建築施工図の躯体図で、杭伏図を作図する為に必要な知識について、今までいくつか説明をしてきました。
もちろん「これで全部」という訳ではなくて、色々と経験した私でも、まだやったことのないパターンがあります。
この仕事をはじめた頃は、ある程度経験を積めば知識が足りないという状態はとりあえずなくなると思ってました。
でも、実際はそう簡単な話ではなかった。
今でも「これはやったことないです」ということが結構あって、勉強するべきことがたくさんあります。
それに、技術的に進歩して新しい工法が開発されることもあるので、きっと一生勉強しながら仕事をしていくのだと思います。
やはり建築は奥が深いですね。
■すぐに調べて覚える
建築施工図を作図する仕事をしていると、今まで経験したことがないやり方が毎回出てきます。
しかし、だからと言って毎回「分かりません」では、プロとしてちょっと寂しいですよね。
だから私は「分かりません」とは言わず、正直に「それは今までやったことがないです」と言います。
もちろんそれで終わりではなく、やったことがない事についてすぐに調べるようにしています。
今はインターネットですぐに調べることが出来るので、昔のような手間はかからず非常に楽です。
それでも分からない場合は、その工事をしている会社に電話をして聞いてみることもします。
そこまでやれば、大抵のことは理解出来るはず。
…というのは、経験を積んだ人だからこそ言えることなのは分かっていますが、それでも。

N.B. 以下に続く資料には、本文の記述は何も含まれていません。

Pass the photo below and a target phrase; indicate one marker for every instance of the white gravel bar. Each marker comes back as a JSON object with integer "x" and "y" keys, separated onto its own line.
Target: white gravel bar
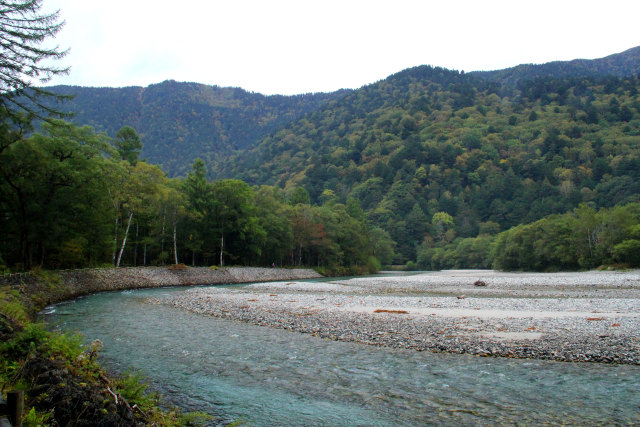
{"x": 586, "y": 316}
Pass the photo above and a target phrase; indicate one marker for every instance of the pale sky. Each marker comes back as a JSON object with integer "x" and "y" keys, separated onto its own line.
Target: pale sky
{"x": 299, "y": 46}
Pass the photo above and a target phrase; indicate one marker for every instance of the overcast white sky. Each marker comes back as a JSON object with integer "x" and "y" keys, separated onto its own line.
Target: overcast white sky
{"x": 299, "y": 46}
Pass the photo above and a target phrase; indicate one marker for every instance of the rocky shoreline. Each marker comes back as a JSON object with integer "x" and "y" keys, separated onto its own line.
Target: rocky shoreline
{"x": 68, "y": 284}
{"x": 573, "y": 317}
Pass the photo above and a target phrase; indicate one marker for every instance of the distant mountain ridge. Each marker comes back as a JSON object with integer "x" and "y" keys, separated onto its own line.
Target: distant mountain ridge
{"x": 621, "y": 64}
{"x": 179, "y": 122}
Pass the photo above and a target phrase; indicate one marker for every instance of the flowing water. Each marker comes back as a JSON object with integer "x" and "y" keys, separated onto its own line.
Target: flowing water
{"x": 265, "y": 376}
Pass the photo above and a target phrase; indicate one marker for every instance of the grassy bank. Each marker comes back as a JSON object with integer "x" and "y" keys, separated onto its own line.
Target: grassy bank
{"x": 63, "y": 381}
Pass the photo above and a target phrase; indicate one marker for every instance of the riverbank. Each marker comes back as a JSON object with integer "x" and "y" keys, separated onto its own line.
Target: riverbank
{"x": 60, "y": 375}
{"x": 587, "y": 317}
{"x": 40, "y": 290}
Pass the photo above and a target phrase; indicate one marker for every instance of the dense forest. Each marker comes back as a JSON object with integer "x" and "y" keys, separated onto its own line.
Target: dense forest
{"x": 429, "y": 168}
{"x": 430, "y": 140}
{"x": 72, "y": 197}
{"x": 179, "y": 122}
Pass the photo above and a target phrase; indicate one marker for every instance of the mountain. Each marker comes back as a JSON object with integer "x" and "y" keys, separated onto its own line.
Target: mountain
{"x": 179, "y": 122}
{"x": 488, "y": 150}
{"x": 622, "y": 64}
{"x": 428, "y": 141}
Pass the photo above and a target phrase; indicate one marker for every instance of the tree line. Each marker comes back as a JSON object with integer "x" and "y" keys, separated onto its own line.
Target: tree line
{"x": 72, "y": 197}
{"x": 584, "y": 238}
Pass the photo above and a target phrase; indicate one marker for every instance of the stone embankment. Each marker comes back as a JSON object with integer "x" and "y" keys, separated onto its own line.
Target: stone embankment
{"x": 63, "y": 285}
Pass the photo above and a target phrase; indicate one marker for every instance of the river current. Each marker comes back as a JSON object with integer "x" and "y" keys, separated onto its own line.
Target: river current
{"x": 264, "y": 376}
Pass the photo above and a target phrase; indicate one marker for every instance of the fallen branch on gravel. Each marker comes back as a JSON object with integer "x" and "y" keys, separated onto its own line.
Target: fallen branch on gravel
{"x": 380, "y": 310}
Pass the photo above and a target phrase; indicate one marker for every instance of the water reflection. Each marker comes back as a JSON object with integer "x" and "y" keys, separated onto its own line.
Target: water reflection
{"x": 274, "y": 377}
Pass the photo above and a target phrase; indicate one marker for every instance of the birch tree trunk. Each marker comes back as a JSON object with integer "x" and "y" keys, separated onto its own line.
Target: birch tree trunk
{"x": 124, "y": 239}
{"x": 115, "y": 241}
{"x": 175, "y": 244}
{"x": 221, "y": 249}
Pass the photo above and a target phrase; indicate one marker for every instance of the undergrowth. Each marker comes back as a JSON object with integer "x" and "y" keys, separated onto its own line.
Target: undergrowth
{"x": 60, "y": 374}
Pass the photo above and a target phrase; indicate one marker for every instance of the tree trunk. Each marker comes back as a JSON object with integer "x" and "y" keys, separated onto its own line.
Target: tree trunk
{"x": 221, "y": 249}
{"x": 115, "y": 241}
{"x": 175, "y": 244}
{"x": 124, "y": 239}
{"x": 162, "y": 238}
{"x": 135, "y": 247}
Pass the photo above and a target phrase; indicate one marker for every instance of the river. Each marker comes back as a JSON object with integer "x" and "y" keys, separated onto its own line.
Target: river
{"x": 265, "y": 376}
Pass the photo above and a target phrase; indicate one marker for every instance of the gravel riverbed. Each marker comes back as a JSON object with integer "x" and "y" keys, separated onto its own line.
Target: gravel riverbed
{"x": 587, "y": 316}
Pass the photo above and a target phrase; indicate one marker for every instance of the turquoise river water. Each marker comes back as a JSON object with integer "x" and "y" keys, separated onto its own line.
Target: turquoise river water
{"x": 265, "y": 376}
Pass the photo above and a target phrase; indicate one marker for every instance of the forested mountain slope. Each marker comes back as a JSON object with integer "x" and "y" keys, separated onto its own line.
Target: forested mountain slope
{"x": 622, "y": 64}
{"x": 429, "y": 140}
{"x": 179, "y": 122}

これから建築施工図を仕事にしようと思っている方であれば、分からない事が出てきたらすぐに調べる。
そんな癖をつけることを強くお勧めします。
もちろん経験が少ない時は、何が分からないかって言っても「全部分かりません」となるはずです。
だから、質問をしたくても何を聞けば良いのかが分からず、困ってしまうことが多いかとは思います。
少なくとも私はそうでした。
電話して質問をした時も、相手に「この人何を言ってるの?」みたいな対応をされることも多かった。
質問しようと思ったことをメモして、一通り質問して電話を切った後で、さっぱり分からなかったことも。
そんな時は恥をしのんでもう一度電話しました。
少し経験を積んでくると、上手な質問の仕方を何となく覚えてくるものですが、最初はとにかく酷かったですよ。
個人的な話ですが、私はあまり電話が得意じゃないので、こうした電話をすることが非常に苦痛でした。
それでも仕事ですから、そんな個人的な理由で電話をしない訳には絶対にいきません。
そうして知識を増やしていっても、いまだにまだ充分じゃないという現実がある訳ですが…
それでも自分の知識を積み上げていくことは、決して無駄な事なんかじゃなく、プロとして絶対に必要なことなんです。
例えば前回まで説明してきた杭で、PHC杭が出てきたとします。
そうすると、とりあえずはネットで「PHC杭」というキーワードで検索し、ある程度の知識を得ることが出来ます。
繰り返しますが、この検索というのは本当に便利ですね。
で、それからさらに分からない事があった場合には、PHC杭のメーカーに直接電話をして聞いてみるんです。
そうして積み上げた知識というのは、今後建築施工図を作図するプロとして、非常に貴重な財産になっていきますから。
聞くは一時の恥聞かぬは一生の恥
そんな諺がありますが、これは本当だと私も思います。
こうして偉そうなことを書いている私ですが、全てが書いてきたようにスムーズに行った訳じゃないです。
後から自分の経験を書くと、良いところだけをクローズアップしがちなので、ダメなところも書いてみると…
質問の電話をするのが面倒とか恥ずかしくて、何となく知っているようなふりをして建築施工図を描いたこともかなりあります。
最初はそうした方が楽ですから、何となくやっていると必ず知らないことを調べないまま作図することになります。
でも、そうすると結局は後で「知らないのに描きました」ということになって、最初に質問をするよりももっと恥ずかしい思いをするんです。
ま、恥をかいて覚えたことはそう簡単には忘れない訳で、それも良い経験ではあるんですけどね。
でもやはり恥をかかないに超したことはないので、事前に分からないことをクリアしておくことを強くお勧めします。